The paradigm shift in welfare needs as much public debate as corruption

India is at two critical inflection points. Its administrative practice was corrupt, secretive, hierarchical, arbitrary and overtly centralised. The welfare architecture that went with this state leaked like a sieve, produced all kinds of price and productivity distortions, was captured by the powerful and caught in a rigid bureaucratic logic. The revolt against old administrative practice is now being played out in the open. It has not followed a neat institutional logic, but it has brought us to the point where it is clear that business as usual cannot continue. But we are potentially in game-changing territory on the welfare architecture as well. With the launch of Aadhaar-linked cash transfer schemes, we are putting together the building blocks of another possible but exciting paradigm shift. The paradigm change in welfare needs as much public debate and attention as corruption.

In some ways, the political economy effects of the potential paradigm shift in our welfare architecture could be momentous. We are in a moment of great possibility, but we need to think through exactly what we are doing to build this new architecture very carefully. The design of large-scale welfare systems, once institutionalised, is very difficult to change. It took half a century to get modest healthcare reform in the US. Under the 12th plan, there is going to be unprecedented spending on a healthcare system. But there is no evidence yet that we have the foggiest idea of how to design an incentive-compatible system that will actually yield results. Most institutional debates in healthcare, for example, seem blissfully unaware of complex ground conditions and behavioural issues that need to be taken into account while designing the grand new architecture we are proposing.

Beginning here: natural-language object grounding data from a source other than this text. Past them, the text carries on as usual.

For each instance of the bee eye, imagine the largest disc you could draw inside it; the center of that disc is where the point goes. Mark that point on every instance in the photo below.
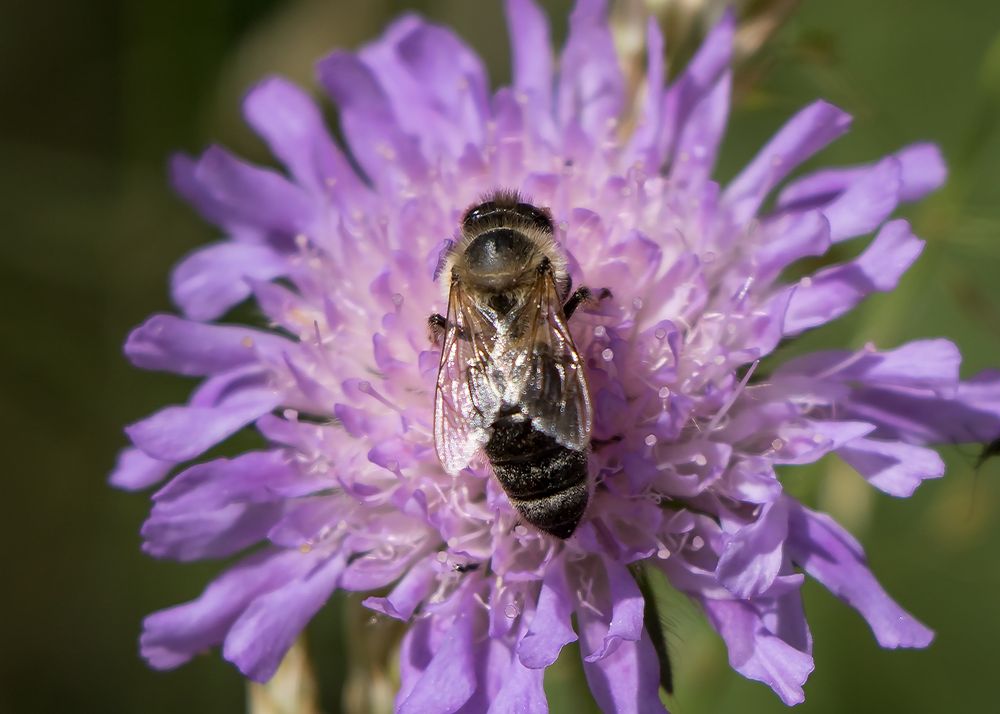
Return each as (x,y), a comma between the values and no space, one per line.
(477,213)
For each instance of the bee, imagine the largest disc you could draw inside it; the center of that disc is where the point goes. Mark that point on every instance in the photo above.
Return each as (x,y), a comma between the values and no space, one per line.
(511,382)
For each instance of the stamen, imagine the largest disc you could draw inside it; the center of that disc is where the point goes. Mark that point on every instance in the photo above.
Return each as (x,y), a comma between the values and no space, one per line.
(733,397)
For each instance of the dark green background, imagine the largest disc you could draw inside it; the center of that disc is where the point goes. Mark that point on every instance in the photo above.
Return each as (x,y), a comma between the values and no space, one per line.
(95,95)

The potential of Aadhaar has been discussed more. There are legitimate concerns over privacy that still need to be addressed. But the case for moving towards cash transfers is quite compelling. In moral terms, it gives citizens the autonomy to exercise the kind of subtle choice they need to cope with varying and difficult circumstances. There is an obtuse paternalism in claims that the poor cannot make relatively rational choices. The idea of millions of women directly receiving cash in their bank accounts is an enticing and empowering one. The practical case is also quite compelling. It would be a little Panglossian to argue that Aadhaar will eliminate all corruption. But there is no doubt that it has the potential to remove a lot of intermediaries as far as citizens are concerned. In the case of fertiliser and fuel subsidies, it could liberate us from the worst distortions in pricing and the sheer criminality the current system produces.